Стоит напомнить, что человек, отправивший Роуэна с заданием, полковник Артур Л. Вагнер, был одним из пионеров американской разведки и даже написал книгу на эту тему. Когда в 1898 году его назначили в кубинские экспедиционные силы в качестве командира «отдела полевой разведки», генерал Шаттер, возглавлявший эти силы, не имел никаких подобных новомодных представлений и отказался принять его. На момент смерти Вагнера в 1905 году его звание бригадного генерала лежало на столе президента для подписи. Вагнер, как и многие из наших прежних разведчиков, родился слишком рано.
Поскольку в 1880-х годах также была основана наша военно-морская разведка, испано-американская война стала поводом для некоторых важных разведывательных подвигов нашего флота. В архивах военно-морского флота сохранился необычный и романтический отчет, в котором рассказывается история двух молодых американских энсинов, которые, переодевшись англичанами и путешествуя под вымышленными именами, отправились в Испанию и на территории, удерживаемые испанцами, чтобы наблюдать и сообщать о передвижениях испанских войск. флот. Они следили за кораблями адмирала Серверы и следовали за ними от Кадиса и Гибралтара до Пуэрто-Рико и «несколько раз едва избежали обнаружения».
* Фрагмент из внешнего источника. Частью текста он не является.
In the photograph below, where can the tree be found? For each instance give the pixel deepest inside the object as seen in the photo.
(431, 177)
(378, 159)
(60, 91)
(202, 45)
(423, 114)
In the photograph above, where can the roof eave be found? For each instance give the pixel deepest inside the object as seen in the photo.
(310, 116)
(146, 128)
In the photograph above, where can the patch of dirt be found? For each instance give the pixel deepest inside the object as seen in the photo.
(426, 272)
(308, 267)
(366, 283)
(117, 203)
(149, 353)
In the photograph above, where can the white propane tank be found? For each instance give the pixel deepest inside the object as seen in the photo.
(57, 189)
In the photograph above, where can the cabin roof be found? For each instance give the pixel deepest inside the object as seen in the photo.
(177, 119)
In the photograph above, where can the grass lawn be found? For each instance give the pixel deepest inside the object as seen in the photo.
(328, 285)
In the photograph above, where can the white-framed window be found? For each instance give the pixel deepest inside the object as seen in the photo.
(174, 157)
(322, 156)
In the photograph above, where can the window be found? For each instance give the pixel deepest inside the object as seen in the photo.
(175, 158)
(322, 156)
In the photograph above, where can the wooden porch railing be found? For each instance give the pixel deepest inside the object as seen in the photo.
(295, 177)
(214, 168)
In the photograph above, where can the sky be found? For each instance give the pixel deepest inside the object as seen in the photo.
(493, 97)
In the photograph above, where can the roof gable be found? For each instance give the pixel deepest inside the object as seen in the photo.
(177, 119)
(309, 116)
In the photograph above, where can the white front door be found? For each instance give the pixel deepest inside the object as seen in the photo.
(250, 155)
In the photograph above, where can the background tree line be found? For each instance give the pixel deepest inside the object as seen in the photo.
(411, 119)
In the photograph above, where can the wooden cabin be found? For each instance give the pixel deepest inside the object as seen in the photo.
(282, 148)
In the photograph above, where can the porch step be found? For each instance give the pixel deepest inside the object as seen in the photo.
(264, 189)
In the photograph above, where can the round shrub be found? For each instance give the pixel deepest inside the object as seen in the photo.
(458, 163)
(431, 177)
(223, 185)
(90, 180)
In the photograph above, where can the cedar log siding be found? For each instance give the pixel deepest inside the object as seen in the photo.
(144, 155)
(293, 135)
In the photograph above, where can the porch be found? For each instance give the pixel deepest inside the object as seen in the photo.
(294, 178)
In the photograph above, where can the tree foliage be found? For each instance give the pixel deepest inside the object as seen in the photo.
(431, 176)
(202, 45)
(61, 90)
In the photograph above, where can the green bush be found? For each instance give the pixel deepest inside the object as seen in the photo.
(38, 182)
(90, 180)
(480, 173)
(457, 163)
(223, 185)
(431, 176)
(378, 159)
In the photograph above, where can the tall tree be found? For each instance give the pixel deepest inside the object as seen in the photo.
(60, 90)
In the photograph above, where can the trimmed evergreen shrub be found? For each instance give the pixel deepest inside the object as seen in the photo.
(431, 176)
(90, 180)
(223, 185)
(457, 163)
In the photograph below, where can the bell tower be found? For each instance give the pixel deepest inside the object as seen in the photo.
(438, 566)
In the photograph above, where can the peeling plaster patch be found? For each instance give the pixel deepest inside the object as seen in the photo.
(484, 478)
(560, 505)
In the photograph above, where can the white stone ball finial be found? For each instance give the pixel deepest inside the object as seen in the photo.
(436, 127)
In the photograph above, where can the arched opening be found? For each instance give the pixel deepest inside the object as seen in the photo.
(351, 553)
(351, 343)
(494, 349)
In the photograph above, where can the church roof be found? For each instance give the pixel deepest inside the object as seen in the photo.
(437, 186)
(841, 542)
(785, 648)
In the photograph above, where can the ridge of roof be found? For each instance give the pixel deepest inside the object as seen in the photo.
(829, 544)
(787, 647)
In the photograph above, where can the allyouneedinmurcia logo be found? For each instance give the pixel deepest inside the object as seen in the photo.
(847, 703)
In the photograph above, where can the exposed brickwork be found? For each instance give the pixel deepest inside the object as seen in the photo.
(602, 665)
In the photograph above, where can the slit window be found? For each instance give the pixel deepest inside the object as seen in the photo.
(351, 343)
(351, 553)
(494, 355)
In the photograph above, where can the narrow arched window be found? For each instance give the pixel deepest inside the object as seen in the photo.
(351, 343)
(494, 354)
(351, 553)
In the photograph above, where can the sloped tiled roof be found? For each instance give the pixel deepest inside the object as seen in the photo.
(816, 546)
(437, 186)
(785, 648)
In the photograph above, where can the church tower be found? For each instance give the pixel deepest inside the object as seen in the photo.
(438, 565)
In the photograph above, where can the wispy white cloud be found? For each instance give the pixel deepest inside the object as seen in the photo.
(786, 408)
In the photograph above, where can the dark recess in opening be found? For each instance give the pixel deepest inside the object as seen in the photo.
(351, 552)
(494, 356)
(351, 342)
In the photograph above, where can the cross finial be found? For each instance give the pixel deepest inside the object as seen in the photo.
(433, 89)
В 1903 году, с созданием Генерального штаба армии, Отдел военной информации был включен в него как «Второй отдел», положив тем самым начало традиции G-2, которая с тех пор остается обозначением разведки в американской армии. Однако эта ранняя G-2 из-за отсутствия интереса и ответственности сократилась почти до точки исчезновения, в результате чего Первая мировая война снова застала нас без какой-либо настоящей разведывательной службы. Но на этот раз наша ситуация была иной. Мы воевали за границей, весь период непосредственного участия наших войск длился немногим более года, и у нас были союзники. Времени на создание полноценной разведывательной службы не было и не было необходимости, поскольку мы могли в значительной степени полагаться на британцев и французов в военной разведке и особенно в боевом порядке.
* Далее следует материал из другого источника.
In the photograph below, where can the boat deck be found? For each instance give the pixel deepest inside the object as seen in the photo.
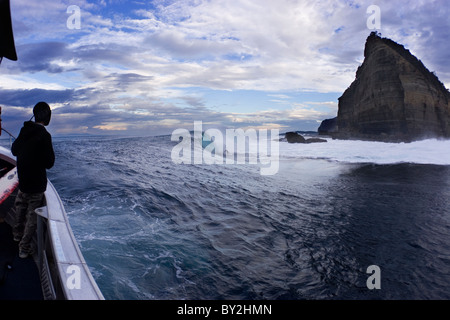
(19, 278)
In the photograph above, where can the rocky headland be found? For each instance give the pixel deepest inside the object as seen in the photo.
(393, 98)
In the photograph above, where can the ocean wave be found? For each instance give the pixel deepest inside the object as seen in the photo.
(431, 151)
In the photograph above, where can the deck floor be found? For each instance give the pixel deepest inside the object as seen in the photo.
(19, 278)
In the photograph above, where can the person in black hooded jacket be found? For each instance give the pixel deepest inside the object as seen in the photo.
(34, 151)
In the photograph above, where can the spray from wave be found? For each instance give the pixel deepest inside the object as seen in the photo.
(430, 151)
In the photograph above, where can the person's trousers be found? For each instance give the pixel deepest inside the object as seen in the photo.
(24, 227)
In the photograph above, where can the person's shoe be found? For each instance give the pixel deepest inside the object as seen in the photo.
(23, 254)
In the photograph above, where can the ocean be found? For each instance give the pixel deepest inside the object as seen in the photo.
(153, 229)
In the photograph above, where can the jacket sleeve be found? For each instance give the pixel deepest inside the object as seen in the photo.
(49, 154)
(16, 145)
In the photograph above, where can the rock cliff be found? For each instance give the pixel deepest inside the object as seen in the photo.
(393, 98)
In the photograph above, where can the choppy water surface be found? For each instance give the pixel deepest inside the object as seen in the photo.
(150, 229)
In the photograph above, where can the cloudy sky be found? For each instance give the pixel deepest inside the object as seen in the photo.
(150, 67)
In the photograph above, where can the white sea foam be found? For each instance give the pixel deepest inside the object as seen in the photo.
(430, 151)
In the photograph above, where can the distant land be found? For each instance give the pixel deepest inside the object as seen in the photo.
(394, 98)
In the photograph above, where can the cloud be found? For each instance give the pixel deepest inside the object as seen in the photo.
(154, 65)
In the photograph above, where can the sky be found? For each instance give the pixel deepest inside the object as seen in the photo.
(149, 67)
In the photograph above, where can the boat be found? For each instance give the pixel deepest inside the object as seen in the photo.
(58, 267)
(57, 271)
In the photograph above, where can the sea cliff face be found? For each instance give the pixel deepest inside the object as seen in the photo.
(393, 98)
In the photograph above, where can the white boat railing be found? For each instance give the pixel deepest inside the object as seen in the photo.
(59, 251)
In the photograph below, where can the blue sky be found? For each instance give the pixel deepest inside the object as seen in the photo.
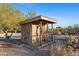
(65, 14)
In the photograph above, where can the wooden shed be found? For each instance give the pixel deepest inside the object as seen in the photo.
(34, 31)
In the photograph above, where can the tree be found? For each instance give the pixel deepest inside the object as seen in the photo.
(9, 19)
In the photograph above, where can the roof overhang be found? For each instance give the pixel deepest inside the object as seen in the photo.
(44, 18)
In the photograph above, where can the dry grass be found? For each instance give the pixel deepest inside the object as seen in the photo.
(63, 50)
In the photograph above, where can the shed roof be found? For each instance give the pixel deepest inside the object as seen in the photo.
(44, 18)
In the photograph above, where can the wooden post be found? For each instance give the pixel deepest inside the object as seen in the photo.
(41, 33)
(37, 34)
(52, 32)
(47, 32)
Но мы быстро научились — во многом благодаря группе офицеров, которым я хочу воздать должное. Прежде всего, это был полковник Ральф Х. Ван Деман, которого многие считают движущей силой в создании американской военной разведки. Его работа описана в «Истории секретной службы» Ричарда Уилмера Роуэна, которую я считаю лучшим отчетом американского автора о разведывательных службах на протяжении веков. Я лично работал с полковником Ван Деманом во время Первой мировой войны, когда был в Берне, и могу засвидетельствовать эффективную работу, которую он, его преемники и их военно-морские коллеги проделали в создании основы нашей военной разведки сегодня. Но в мирное время у них было слишком мало поддержки на военной службе.
К тому времени, когда война закончилась, была создана основная структура для различных отделов военной и военно-морской разведки, которые продолжали существовать, хотя и в виде скелета, до начала Второй мировой войны — G-2, CIC (Контрразведка). корпус, который до 1942 года назывался Корпусом разведывательной полиции) и ONI (Управление военно-морской разведки). Столь же важным был наш первоначальный опыт во время Первой мировой войны в области криптографии, о котором я расскажу подробнее в одной из следующих глав. В этой области костяк сил, действовавший в переходные годы мира, также преуспел в разработке самого важного инструмента разведки, которым мы обладали, когда в 1941 году нас снова втянули в войну, — способности взламывать японские дипломатические и военно-морские кодексы.